Modo pratico di rispondere alle
interpellanze; Casimiro Teja,
disegno sul n° 270 di
"Pasquino" del 24 marzo 1861.



Preparativi elettorali; Cavour:- L'abito gli sta veramente un po' largo; ma gli può servire perché ha tendenza ad ingrassare!-; Casimiro Teja, disegno sul n° 129 del 27 ottobre 1857 di "Fischietto" (Allude alla speranza di Cavour di allargare la maggioranza con le nuove elezioni).



Un panciotto imbottito, togliersi i baffi e due pomi in bocca per gonfiarsi le gote, ed Urbano (Rattazzi) è pronto a scimiottare il Grand'Uomo alle Conferenze di Parigi; Casimiro Teja, disegno sul n° 11 del 18 marzo 1866 di "Pasquino".

 


Casimiro Teja seguì i corsi dell'Accademia Albertina di Torino e cominciò ben presto a essere noto come caricaturista, collaborando al Fischietto e ad altri giornali umoristici.

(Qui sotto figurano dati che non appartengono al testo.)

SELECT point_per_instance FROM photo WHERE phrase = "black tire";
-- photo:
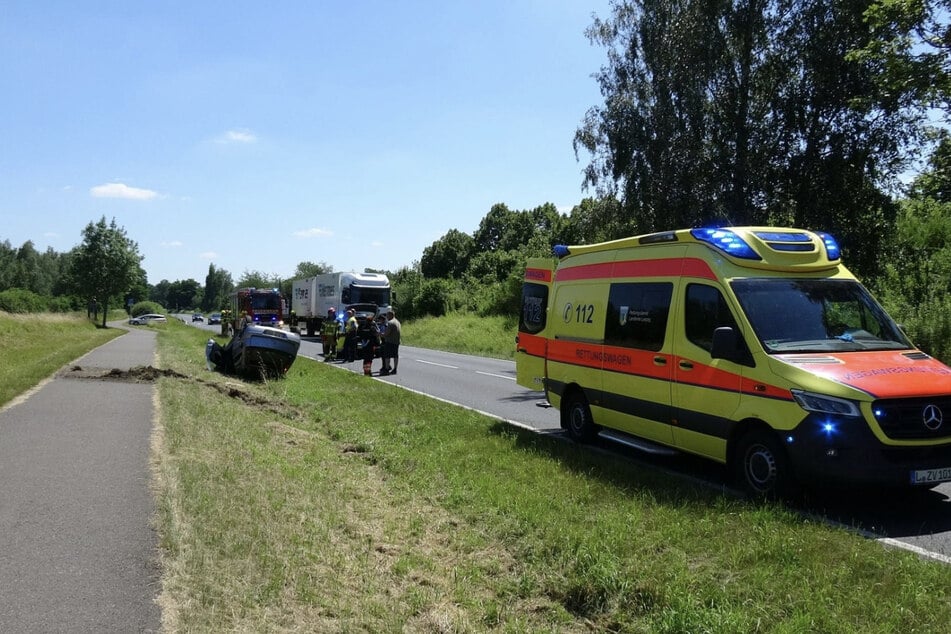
(762, 467)
(577, 420)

Nel 1856 passò al Pasquino, fondato l'anno prima da A. Cesana e da G. Piacentini, per diventarne tre anni più tardi il direttore. Tale collaborazione continuò fino alla sua morte.
I suoi disegni ricordano quelli di Cham e Gavarni ma si distinguono per la varietà e la bizzarria delle invenzioni con le quali commentava argutamente i principali avvenimenti politici italiani e stranieri, le usanze letterarie, i costumi del pubblico. Le sue caricature ebbero un notevole successo e procurarono grande popolarità al loro autore e al periodico che le pubblicava.

Nel 1884, nell'ambito della Sezione d'Arte Antica dell'Esposizione generale, fece parte della sottocommissione incaricata di occuparsi degli spettacoli e dei festeggiamenti per l'inaugurazione.